If yesterday's jazzy cover of Beyoncé's “Crazy in Love” by ever-present vocalist Emeli Sande and the Bryan Ferry Orchestra had you sashaying instead of scratching your head, “The Great Gatsby” director Baz Luhrmann would like your help. We already know the film's going to have an absolutely thumping soundtrack (courtesy of exec producer Jay-Z), but the director is hoping the beat will keep 'Gatsby' on everyone's mind through the summer.

Of course, opulence and Luhrmann's films go hand in hand, so when the prospect of Gatsby-inspired theme parties is raised, it seems only natural. “The idea is that you don't just come see the movie, but also celebrate that extraordinary book throughout the summer," the director said recently (via Reuters), pointing to the “intoxication” of Jay Gatsby (Leonardo DiCaprio) and his “glittering parties and mysterious gardens.”

In fact, the actual production on 'Gatsby' was plagued by bad weather and torrential rain, as well as Luhrmann's unfortunate collision with a crane on-set just before Christmas 2011. "I wasn't going to die, but I had four stitches and a concussion," he explained. "We just had to shut down at that point."

The film started up again in February 2012, and Luhrmann got back to work on creating his 3D adaptation. And when it came to the new format, the director found it -- combined with the “live theatre” of long takes -- extremely helpful in bringing the audience into Gatsby's Roaring Twenties world, from “spectators to participants.”

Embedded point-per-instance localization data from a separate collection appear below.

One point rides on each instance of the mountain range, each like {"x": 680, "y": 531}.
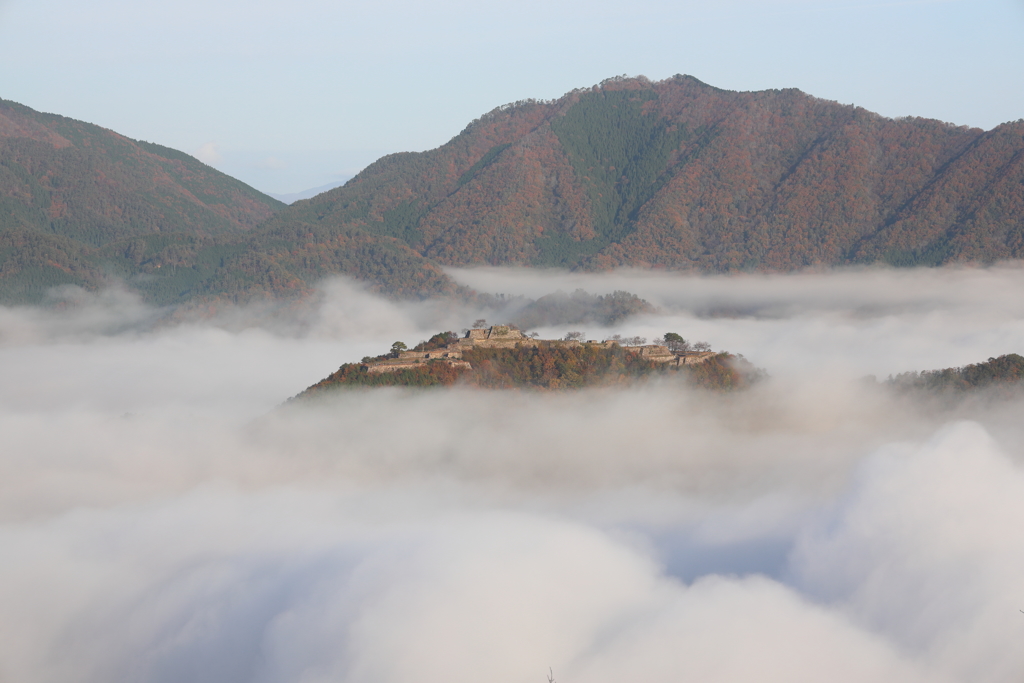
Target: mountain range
{"x": 671, "y": 174}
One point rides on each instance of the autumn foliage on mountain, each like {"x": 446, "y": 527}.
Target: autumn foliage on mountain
{"x": 671, "y": 174}
{"x": 679, "y": 174}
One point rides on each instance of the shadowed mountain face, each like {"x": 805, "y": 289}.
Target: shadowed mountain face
{"x": 680, "y": 174}
{"x": 675, "y": 174}
{"x": 82, "y": 205}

Luhrmann calls the 3D in the film “poetic glue,” and also reveals (via LA Times) his use of Zelda Fitzgerald's life and writings to develop the character of Daisy (Carey Mulligan) further. Truly, it's an apt description, waiting to see if Luhrmann's excessive and ambitious approach can finally hang together, but we'll soon see if he gets “the summer of Gatsby" when the film opens May 10th. Grab your feathered skirts and tuxes just in case.